My favorite sculptures are ones with which I can interact. I imagine myself as one of the group of headless figures in Magdalena Abakanowicz’s Bronze Crowd (1991). I walk between the bending steel plates of Richard Serra’s imposing My Curves Are Not Mad (1987), literally the heaviest sculpture in the Nasher collection at over 100,000 pounds. Nicole Eisenman created an ensemble of larger-than-life bronze figures for Fountain (2017). These make me smile, especially the one holding a beer and another possibly sleeping off a hangover on the grass.

The last museum on my itinerary is the Crow Museum of Asian Art. I happen to have a special interest in the current exhibition Rare Earth: The Art and Science of Chinese Stones (through Feb. 26, 2023). Growing up in China, I remember several of my aunts were collectors of various rocks and stone carvings and they would compete with each other and show off their finds. I have proudly inherited a few stones that resemble natural landscapes (a highly valued aesthetic), though they pale in comparison to the remarkable examples shown in this exhibit.

A completely unique and epic experience awaited me at the Moody Performance Hall (completed in 2012), the newest venue in the Dallas Arts District. Built as a multi-disciplinary performance space, the hall is perfectly suited for the diverse offerings of mid-sized arts organizations like TITAS/DANCE UNBOUND.

I am here to see Iranian director Hamid Rahmanian’s cinematic shadow puppet theater Song of the North (presented by TITAS), based on the love story of Bijan and Manijeh from the Shahnameh, or Book of Kings, versified by the Persian poet Ferdowsi in the tenth century. It’s the second installment of a trilogy that began with Feathers of Fire (premiered in 2016). 483 handmade puppets come alive against projected animation of exquisite imagery, accompanied by dramatic music, and realized through precise, skilled movement. I was completely immersed in the theatrical experience which transported me to the beguiling world of ancient Persia. I was equally stunned by the sheer talent, hard work, skill, and imagination it must have taken to create a work of such magnificence.

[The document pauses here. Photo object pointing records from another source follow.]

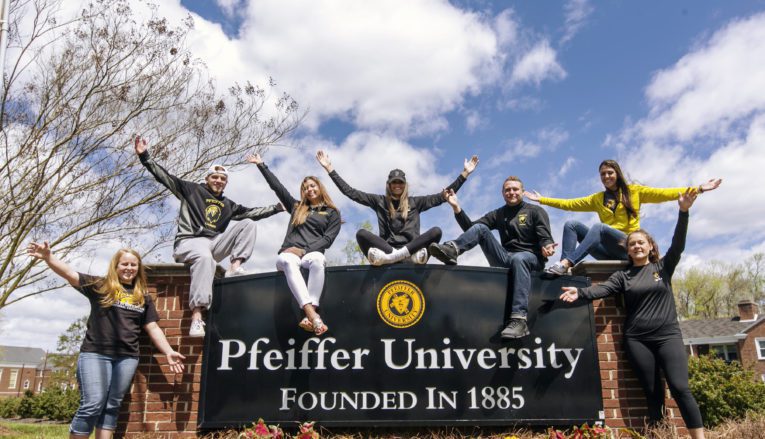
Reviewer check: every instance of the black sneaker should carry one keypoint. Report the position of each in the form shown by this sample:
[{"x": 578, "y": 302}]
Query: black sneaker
[
  {"x": 446, "y": 252},
  {"x": 516, "y": 328},
  {"x": 557, "y": 269}
]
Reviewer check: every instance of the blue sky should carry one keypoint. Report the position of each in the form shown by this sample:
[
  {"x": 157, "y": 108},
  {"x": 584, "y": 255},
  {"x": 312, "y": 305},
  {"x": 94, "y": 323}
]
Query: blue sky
[{"x": 542, "y": 90}]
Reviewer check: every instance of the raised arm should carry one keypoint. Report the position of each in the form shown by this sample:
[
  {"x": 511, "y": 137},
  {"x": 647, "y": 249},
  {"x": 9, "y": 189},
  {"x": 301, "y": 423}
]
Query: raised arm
[
  {"x": 288, "y": 201},
  {"x": 675, "y": 251},
  {"x": 364, "y": 198},
  {"x": 174, "y": 359},
  {"x": 42, "y": 252},
  {"x": 173, "y": 183},
  {"x": 429, "y": 201}
]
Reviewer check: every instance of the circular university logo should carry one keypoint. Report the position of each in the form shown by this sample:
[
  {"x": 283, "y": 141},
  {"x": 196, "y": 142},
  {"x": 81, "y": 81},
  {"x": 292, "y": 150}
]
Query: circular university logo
[{"x": 400, "y": 304}]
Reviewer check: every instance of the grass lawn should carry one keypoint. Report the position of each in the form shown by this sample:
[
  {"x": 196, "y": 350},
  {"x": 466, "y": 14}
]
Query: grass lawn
[{"x": 21, "y": 430}]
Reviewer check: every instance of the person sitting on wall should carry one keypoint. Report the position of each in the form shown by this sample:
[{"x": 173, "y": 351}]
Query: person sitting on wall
[
  {"x": 652, "y": 337},
  {"x": 526, "y": 243},
  {"x": 618, "y": 208},
  {"x": 313, "y": 227},
  {"x": 204, "y": 236},
  {"x": 120, "y": 306},
  {"x": 398, "y": 215}
]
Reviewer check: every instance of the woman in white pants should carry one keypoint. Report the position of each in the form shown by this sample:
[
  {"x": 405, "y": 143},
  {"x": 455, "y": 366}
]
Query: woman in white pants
[{"x": 314, "y": 225}]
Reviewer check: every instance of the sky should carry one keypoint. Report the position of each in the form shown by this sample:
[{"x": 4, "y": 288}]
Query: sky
[{"x": 541, "y": 90}]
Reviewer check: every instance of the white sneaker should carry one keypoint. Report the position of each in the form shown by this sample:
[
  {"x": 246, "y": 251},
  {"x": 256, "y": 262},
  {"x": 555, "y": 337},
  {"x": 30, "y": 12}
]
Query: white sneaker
[
  {"x": 376, "y": 256},
  {"x": 238, "y": 272},
  {"x": 197, "y": 329},
  {"x": 420, "y": 256}
]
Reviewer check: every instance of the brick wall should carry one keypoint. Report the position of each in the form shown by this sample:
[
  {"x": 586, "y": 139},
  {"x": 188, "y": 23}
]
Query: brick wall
[{"x": 163, "y": 403}]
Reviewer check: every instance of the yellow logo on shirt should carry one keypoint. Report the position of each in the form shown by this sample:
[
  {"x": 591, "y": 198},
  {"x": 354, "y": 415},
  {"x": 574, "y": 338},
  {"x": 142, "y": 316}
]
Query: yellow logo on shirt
[{"x": 400, "y": 304}]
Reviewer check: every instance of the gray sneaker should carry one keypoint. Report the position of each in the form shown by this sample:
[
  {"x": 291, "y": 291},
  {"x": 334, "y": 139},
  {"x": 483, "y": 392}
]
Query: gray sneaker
[
  {"x": 446, "y": 252},
  {"x": 516, "y": 328},
  {"x": 420, "y": 256},
  {"x": 197, "y": 329},
  {"x": 556, "y": 269}
]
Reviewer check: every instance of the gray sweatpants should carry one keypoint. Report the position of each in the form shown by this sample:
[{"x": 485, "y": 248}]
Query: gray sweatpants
[{"x": 203, "y": 254}]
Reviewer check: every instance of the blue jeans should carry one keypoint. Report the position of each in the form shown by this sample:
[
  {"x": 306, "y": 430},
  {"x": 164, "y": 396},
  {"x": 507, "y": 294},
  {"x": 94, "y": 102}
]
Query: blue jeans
[
  {"x": 521, "y": 264},
  {"x": 103, "y": 382},
  {"x": 600, "y": 241}
]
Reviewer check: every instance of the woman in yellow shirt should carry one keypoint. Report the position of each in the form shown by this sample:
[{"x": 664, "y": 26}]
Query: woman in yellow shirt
[{"x": 618, "y": 208}]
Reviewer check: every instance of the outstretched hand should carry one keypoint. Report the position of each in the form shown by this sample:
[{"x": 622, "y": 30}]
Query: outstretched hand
[
  {"x": 323, "y": 158},
  {"x": 570, "y": 294},
  {"x": 254, "y": 158},
  {"x": 686, "y": 199},
  {"x": 533, "y": 196},
  {"x": 711, "y": 184},
  {"x": 549, "y": 249},
  {"x": 39, "y": 251},
  {"x": 174, "y": 361},
  {"x": 141, "y": 144},
  {"x": 470, "y": 165}
]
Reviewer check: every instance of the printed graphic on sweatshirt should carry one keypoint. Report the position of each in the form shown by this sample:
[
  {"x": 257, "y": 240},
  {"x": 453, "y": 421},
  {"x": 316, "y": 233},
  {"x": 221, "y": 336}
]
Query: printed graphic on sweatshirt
[
  {"x": 126, "y": 300},
  {"x": 212, "y": 212}
]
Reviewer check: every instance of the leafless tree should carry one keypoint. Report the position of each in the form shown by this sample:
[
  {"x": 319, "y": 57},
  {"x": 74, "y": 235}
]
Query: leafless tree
[{"x": 74, "y": 93}]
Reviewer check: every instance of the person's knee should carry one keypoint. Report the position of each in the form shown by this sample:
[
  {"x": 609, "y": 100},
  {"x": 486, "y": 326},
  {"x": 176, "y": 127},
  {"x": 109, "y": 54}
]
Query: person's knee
[{"x": 571, "y": 224}]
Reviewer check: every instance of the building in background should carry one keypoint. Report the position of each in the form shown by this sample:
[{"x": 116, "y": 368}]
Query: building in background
[{"x": 741, "y": 338}]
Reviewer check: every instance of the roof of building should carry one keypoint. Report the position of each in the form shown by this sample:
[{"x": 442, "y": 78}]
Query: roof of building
[
  {"x": 727, "y": 328},
  {"x": 22, "y": 356}
]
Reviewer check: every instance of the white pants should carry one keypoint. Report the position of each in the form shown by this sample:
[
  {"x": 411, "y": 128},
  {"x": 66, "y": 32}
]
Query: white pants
[{"x": 291, "y": 264}]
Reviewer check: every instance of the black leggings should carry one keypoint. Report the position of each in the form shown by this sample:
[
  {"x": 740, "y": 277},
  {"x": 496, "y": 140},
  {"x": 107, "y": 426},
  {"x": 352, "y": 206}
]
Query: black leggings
[
  {"x": 647, "y": 359},
  {"x": 367, "y": 240}
]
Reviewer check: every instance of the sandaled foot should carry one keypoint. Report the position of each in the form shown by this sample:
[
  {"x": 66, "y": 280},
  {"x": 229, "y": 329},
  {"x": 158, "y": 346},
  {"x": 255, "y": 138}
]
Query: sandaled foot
[
  {"x": 319, "y": 327},
  {"x": 306, "y": 324}
]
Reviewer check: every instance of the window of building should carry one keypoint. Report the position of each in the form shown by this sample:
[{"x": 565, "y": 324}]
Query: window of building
[
  {"x": 727, "y": 352},
  {"x": 12, "y": 378},
  {"x": 760, "y": 345}
]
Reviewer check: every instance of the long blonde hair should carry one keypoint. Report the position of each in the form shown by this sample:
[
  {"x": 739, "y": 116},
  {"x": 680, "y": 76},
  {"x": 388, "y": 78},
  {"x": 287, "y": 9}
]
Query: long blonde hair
[
  {"x": 301, "y": 212},
  {"x": 403, "y": 202},
  {"x": 110, "y": 285}
]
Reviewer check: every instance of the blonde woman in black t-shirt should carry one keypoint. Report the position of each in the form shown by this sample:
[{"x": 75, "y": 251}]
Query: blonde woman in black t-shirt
[
  {"x": 120, "y": 307},
  {"x": 652, "y": 338}
]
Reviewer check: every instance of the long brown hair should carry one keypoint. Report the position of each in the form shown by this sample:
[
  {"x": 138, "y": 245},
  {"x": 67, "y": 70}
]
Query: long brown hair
[
  {"x": 653, "y": 255},
  {"x": 621, "y": 184},
  {"x": 110, "y": 285},
  {"x": 403, "y": 202},
  {"x": 301, "y": 212}
]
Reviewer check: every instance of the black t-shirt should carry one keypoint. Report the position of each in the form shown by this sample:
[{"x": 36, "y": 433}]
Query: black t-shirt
[
  {"x": 523, "y": 227},
  {"x": 647, "y": 290},
  {"x": 114, "y": 330}
]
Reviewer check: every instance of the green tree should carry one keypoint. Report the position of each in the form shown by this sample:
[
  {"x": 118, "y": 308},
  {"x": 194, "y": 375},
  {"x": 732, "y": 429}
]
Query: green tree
[
  {"x": 724, "y": 390},
  {"x": 353, "y": 254},
  {"x": 64, "y": 361},
  {"x": 74, "y": 93}
]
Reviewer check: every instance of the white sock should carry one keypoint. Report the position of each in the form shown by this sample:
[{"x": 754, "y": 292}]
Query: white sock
[{"x": 396, "y": 255}]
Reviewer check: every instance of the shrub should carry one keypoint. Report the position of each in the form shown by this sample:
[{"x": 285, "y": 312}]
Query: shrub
[
  {"x": 54, "y": 404},
  {"x": 724, "y": 390}
]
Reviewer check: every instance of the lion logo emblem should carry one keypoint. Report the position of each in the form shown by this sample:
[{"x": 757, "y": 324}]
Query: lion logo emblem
[{"x": 400, "y": 304}]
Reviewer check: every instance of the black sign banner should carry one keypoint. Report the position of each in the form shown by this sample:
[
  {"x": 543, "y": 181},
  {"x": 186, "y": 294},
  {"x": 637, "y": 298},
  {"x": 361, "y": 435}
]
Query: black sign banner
[{"x": 407, "y": 345}]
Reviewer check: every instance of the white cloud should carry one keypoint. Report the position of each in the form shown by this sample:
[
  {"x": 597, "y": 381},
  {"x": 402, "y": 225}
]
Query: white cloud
[
  {"x": 712, "y": 96},
  {"x": 537, "y": 65},
  {"x": 576, "y": 14},
  {"x": 711, "y": 88}
]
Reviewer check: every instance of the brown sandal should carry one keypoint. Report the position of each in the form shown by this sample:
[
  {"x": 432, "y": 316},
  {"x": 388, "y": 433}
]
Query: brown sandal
[
  {"x": 319, "y": 327},
  {"x": 306, "y": 324}
]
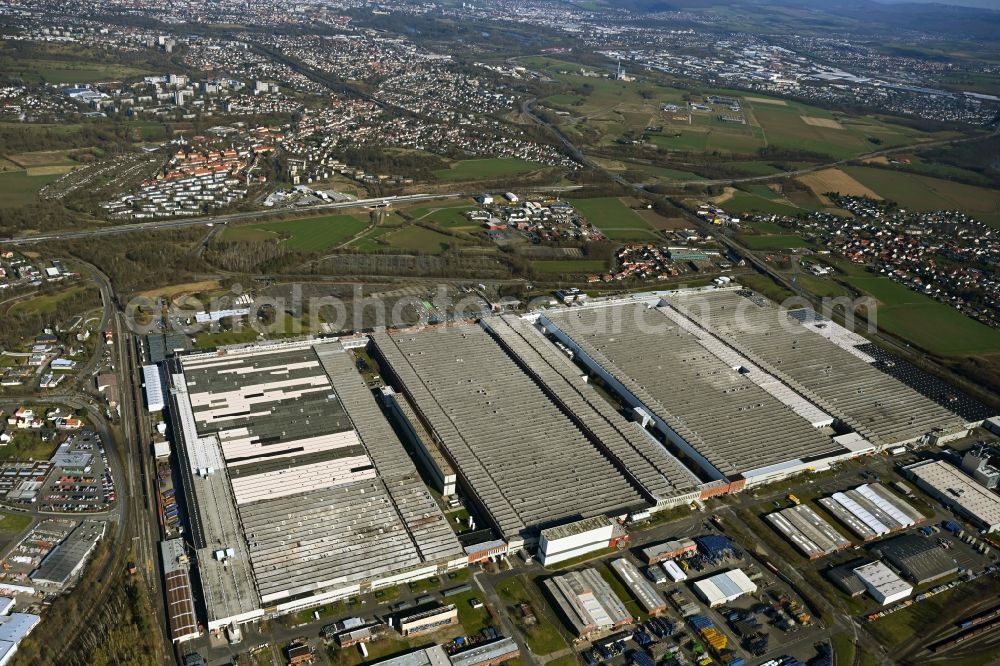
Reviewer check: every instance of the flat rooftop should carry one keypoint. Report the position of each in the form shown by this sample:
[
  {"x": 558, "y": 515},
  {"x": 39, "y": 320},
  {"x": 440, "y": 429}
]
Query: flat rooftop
[
  {"x": 310, "y": 490},
  {"x": 736, "y": 424},
  {"x": 524, "y": 458},
  {"x": 879, "y": 407},
  {"x": 959, "y": 489}
]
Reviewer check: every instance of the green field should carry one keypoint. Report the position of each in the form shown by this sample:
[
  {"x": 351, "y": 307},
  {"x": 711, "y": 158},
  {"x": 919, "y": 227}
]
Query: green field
[
  {"x": 451, "y": 217},
  {"x": 487, "y": 169},
  {"x": 774, "y": 242},
  {"x": 66, "y": 71},
  {"x": 615, "y": 220},
  {"x": 929, "y": 324},
  {"x": 49, "y": 303},
  {"x": 17, "y": 188},
  {"x": 311, "y": 234},
  {"x": 927, "y": 193},
  {"x": 576, "y": 266},
  {"x": 744, "y": 202}
]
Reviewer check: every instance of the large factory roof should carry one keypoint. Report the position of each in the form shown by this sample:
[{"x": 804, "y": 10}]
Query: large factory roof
[
  {"x": 727, "y": 417},
  {"x": 955, "y": 487},
  {"x": 651, "y": 466},
  {"x": 879, "y": 407},
  {"x": 526, "y": 460},
  {"x": 310, "y": 489}
]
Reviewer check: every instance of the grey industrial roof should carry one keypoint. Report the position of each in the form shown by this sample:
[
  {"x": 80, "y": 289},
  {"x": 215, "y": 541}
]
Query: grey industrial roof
[
  {"x": 586, "y": 600},
  {"x": 725, "y": 416},
  {"x": 878, "y": 406},
  {"x": 960, "y": 490},
  {"x": 529, "y": 464},
  {"x": 485, "y": 653},
  {"x": 65, "y": 559},
  {"x": 299, "y": 527},
  {"x": 643, "y": 458}
]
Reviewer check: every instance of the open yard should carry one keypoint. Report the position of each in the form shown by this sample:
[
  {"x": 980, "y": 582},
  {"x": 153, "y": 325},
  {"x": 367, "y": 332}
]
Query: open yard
[
  {"x": 616, "y": 220},
  {"x": 487, "y": 169},
  {"x": 311, "y": 234}
]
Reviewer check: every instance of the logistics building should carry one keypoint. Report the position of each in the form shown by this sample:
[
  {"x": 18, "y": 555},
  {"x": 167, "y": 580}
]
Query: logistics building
[
  {"x": 883, "y": 583},
  {"x": 298, "y": 488},
  {"x": 739, "y": 390},
  {"x": 947, "y": 483},
  {"x": 650, "y": 600},
  {"x": 181, "y": 619},
  {"x": 152, "y": 385},
  {"x": 522, "y": 430},
  {"x": 725, "y": 587},
  {"x": 557, "y": 544},
  {"x": 587, "y": 602},
  {"x": 807, "y": 531},
  {"x": 66, "y": 560}
]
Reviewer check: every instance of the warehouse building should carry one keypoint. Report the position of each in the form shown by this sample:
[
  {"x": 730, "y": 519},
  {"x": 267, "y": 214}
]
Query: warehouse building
[
  {"x": 152, "y": 386},
  {"x": 523, "y": 432},
  {"x": 299, "y": 490},
  {"x": 181, "y": 619},
  {"x": 428, "y": 620},
  {"x": 558, "y": 544},
  {"x": 669, "y": 550},
  {"x": 587, "y": 602},
  {"x": 807, "y": 531},
  {"x": 948, "y": 484},
  {"x": 835, "y": 379},
  {"x": 730, "y": 421},
  {"x": 650, "y": 600},
  {"x": 725, "y": 587},
  {"x": 429, "y": 656},
  {"x": 882, "y": 583},
  {"x": 433, "y": 460},
  {"x": 919, "y": 559},
  {"x": 66, "y": 560},
  {"x": 871, "y": 511},
  {"x": 487, "y": 654}
]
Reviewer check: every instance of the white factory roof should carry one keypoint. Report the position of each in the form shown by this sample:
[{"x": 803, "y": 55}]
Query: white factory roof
[
  {"x": 883, "y": 580},
  {"x": 725, "y": 587},
  {"x": 153, "y": 387}
]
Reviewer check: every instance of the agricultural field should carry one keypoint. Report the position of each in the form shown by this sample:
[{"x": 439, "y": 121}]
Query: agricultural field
[
  {"x": 66, "y": 71},
  {"x": 50, "y": 303},
  {"x": 569, "y": 266},
  {"x": 20, "y": 188},
  {"x": 616, "y": 220},
  {"x": 929, "y": 324},
  {"x": 311, "y": 234},
  {"x": 927, "y": 193},
  {"x": 835, "y": 180},
  {"x": 486, "y": 169},
  {"x": 450, "y": 217}
]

The remainder of the TITAS season features a wide range of dance offerings from Trinity Irish Dance Company, Alan Lake Factori(e), Greg Maqoma’s Vuyani Dance Theatre, and Alvin Ailey American Dance Theater. When Charles Santos, the long time Executive Director of TITAS, took to the stage to introduce Rahmanian, he gave a great reason for why a dance presenter is bringing this show, which defies genre and category, to Dallas. “A lot of people asked why we are doing this particular show that’s centered around puppetry, and the answer is because we can,” he said to the clamorous applause of a full house. “It’s just too special not to bring.”

I have barely scratched the surface in my 42 hours in the Dallas Arts District. There is so much more to experience. I imagine a return trip to see presentations by the Dallas Theater Center, Dallas Black Dance Theatre, and all the diverse happenings on the campus of the AT&T Performing Arts Center. Now if they can just build that Houston to Dallas high-speed train, I would hop on it this weekend to catch Dallas Opera’s Das Rheingold at the Winspear.